Однажды утром Малатеста заметил, что его гость чем-то сильно озабочен. На его расспросы юноша отвечал, что получил письмо от отчима. Тот сообщал о только что объявленном конкурсе на главные двери флорентийского баптистерия и предлагал молодому человеку попробовать свои силы в этом состязании. Однако гость Малатесты колебался — в глубине души он полагал, что недостоин такой чести. Но Малатеста принялся всячески воодушевлять его; потом, уразумев, что у бедного художника попросту нет денег, чтобы добраться до Флоренции, дал ему кошелек, набитый золотом. Как мы видим, этот ужасный тиран Малатеста был превосходным человеком.
И молодой человек отправился во Флоренцию, полный надежд, но обуреваемый сомнениями. Сердце у него забилось сильнее, когда впереди показались башни и колокольни родного города; он собрал все свое мужество и, еще не повидавшись с женой и отчимом, явился в конкурсный совет, от которого теперь зависело все его будущее.
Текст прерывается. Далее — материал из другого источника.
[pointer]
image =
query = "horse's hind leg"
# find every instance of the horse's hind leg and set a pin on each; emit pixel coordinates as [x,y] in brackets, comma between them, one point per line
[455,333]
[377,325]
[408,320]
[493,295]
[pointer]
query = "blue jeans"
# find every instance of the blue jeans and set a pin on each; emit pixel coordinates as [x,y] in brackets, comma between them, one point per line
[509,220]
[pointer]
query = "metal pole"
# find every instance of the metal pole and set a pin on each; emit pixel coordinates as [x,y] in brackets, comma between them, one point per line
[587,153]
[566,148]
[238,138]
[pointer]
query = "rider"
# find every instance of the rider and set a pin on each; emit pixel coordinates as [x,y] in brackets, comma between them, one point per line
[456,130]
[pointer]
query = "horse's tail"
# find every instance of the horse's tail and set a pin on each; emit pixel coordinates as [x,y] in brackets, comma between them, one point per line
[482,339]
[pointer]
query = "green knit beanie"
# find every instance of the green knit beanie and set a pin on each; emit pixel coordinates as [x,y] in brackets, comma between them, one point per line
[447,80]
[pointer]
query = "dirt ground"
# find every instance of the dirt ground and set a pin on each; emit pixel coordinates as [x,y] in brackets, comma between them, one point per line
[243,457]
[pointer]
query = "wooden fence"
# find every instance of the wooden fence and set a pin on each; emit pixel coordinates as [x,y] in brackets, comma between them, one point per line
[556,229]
Члены совета спросили, как его зовут и чего он достиг в искусстве. Юноша ответил, что зовут его Лоренцо Гиберти; на второй вопрос ответить было труднее, ибо его достижения в искусстве пока что сводились к прелестным восковым и глиняным фигуркам, которыми играли очаровательные дети тирана Малатесты.
Бедняга пытался смягчить суровых судей, но все было напрасно; он уже решил вернуться в Римини, однако у него нашлись два заступника — друг его отчима, Брунеллески, и его собственный друг, Донателло. По их просьбе юноша был допущен к конкурсу, но скорее для поощрения — ничего серьезного от него никто не ждал. А для Лоренцо важно было только, что его допустили, остальное не имело значения. Он получил годовое содержание, наметил себе план и взялся за работу.